In other geographical areas, comparative phylogeographical studies have often disclosed concordant patterns across unrelated species (Avise, 1998a). Such common patterns are attributed to a shared history of fragmentation in the distribution of species, which causes long-term population subdivision. In the marine realm, a high potential for dispersal and/or absence of strong barriers to migration are believed to warrant high connectivity even between distant populations, and to prevent long-term population subdivision. This holds true especially for those species with a pelagic stage during their life cycle. Although there is increasing evidence that effective dispersal in the sea might not be as high as expected (Palumbi, 2000), examples of clear phylogeographical boundaries in marine taxa remain limited to the well-documented cases of the divide between the Gulf of Mexico and the Western Atlantic Coast (reviewed in Avise, 1994), and the separation between the Indian Ocean and the Western Pacific Ocean (Williams & Benzie, 1998).

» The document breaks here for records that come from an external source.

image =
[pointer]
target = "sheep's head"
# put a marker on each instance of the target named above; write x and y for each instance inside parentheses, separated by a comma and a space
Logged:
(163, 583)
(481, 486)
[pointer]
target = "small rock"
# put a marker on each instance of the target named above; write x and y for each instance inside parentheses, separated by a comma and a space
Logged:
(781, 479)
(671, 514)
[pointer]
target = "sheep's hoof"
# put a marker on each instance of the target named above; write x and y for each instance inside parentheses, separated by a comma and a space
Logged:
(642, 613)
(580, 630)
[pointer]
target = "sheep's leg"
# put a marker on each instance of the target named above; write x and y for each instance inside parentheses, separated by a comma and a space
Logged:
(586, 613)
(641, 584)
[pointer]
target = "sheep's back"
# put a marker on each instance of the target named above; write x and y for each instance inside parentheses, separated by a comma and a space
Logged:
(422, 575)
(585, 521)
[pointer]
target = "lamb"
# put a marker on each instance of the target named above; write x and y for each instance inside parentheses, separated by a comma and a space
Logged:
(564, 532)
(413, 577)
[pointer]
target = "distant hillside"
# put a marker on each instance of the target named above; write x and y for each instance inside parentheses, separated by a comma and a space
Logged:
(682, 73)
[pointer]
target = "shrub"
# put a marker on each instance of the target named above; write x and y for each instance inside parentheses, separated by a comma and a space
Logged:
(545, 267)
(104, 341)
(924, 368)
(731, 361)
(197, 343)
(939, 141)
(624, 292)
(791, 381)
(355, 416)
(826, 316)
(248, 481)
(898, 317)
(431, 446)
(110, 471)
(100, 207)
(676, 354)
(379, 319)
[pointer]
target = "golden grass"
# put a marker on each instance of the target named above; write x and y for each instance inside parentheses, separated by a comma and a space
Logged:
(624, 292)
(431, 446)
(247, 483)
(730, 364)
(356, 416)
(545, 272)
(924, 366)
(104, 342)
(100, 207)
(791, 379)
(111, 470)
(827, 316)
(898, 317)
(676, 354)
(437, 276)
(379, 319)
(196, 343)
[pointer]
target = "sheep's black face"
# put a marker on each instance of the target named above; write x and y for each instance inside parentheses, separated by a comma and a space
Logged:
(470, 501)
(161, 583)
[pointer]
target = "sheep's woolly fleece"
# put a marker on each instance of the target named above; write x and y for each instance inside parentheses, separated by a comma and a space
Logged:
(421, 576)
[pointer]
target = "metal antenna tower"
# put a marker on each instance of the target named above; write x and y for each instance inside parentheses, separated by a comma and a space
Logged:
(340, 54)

We present here a study on intraspecific genetic variation in five marine fish of the family Sparidae (seabreams). This perciform family consists of more than 100 species, with a maximum of diversity in the northeast Atlantic and the Mediterranean region, where 24 species, in 11 genera, have been described (Bauchot & Hureau, 1986). Sparids are demersal fishes that are commonly found at variable depths (0–250 m) in temperate and tropical marine waters. Population samples of five species (Dentex dentex L., Lithognathus mormyrus L., Pagellus bogaraveo Brünnich, Pagrus pagrus L., Spondyliosoma cantharus L.) were collected from three geographical areas: the Northeast Atlantic immediately outside the strait of Gibraltar, and the Western and the Eastern Mediterranean Sea. After scoring genetic variation at nuclear and mitochondrial loci, the existence of a bona fide phylogeographical boundary at Gibraltar is conclusively supported for at least two, possibly three sparids. At the same time, the obtained results for the remaining species raise the question which ecological/historical factors might have caused the observed discrepancies in the geographical distribution of genetic variation among the five species examined in the present study.

Materials and methods

Collection of samples

Adult individuals were collected from different locations as shown in Fig. 1 and Table 1. Individuals were shipped on dry ice to the laboratory, where they were kept at −40 °C. Eye, liver and muscle tissue were removed for protein and DNA analyses. Because of technical difficulties, for two population samples (P. bogaraveo, Italian and Portuguese samples) specimens scored for allozyme variation could not be the same ones analysed for mitochondrial DNA (mtDNA).

Figure 1.

Sampling sites. Samples were collected by or through local fishermen in Faro (Portugal, Pt1), Azores (Portugal, Pt2), Alicante (Spain, Sp), Otranto (Italy, It), Iraklion (Greece, Gr1), North Aegean Sea, (Greece, Gr2). The circulation in the Alboran Sea and the location of the Orian–Almeria Front (OAF) are also shown (see box).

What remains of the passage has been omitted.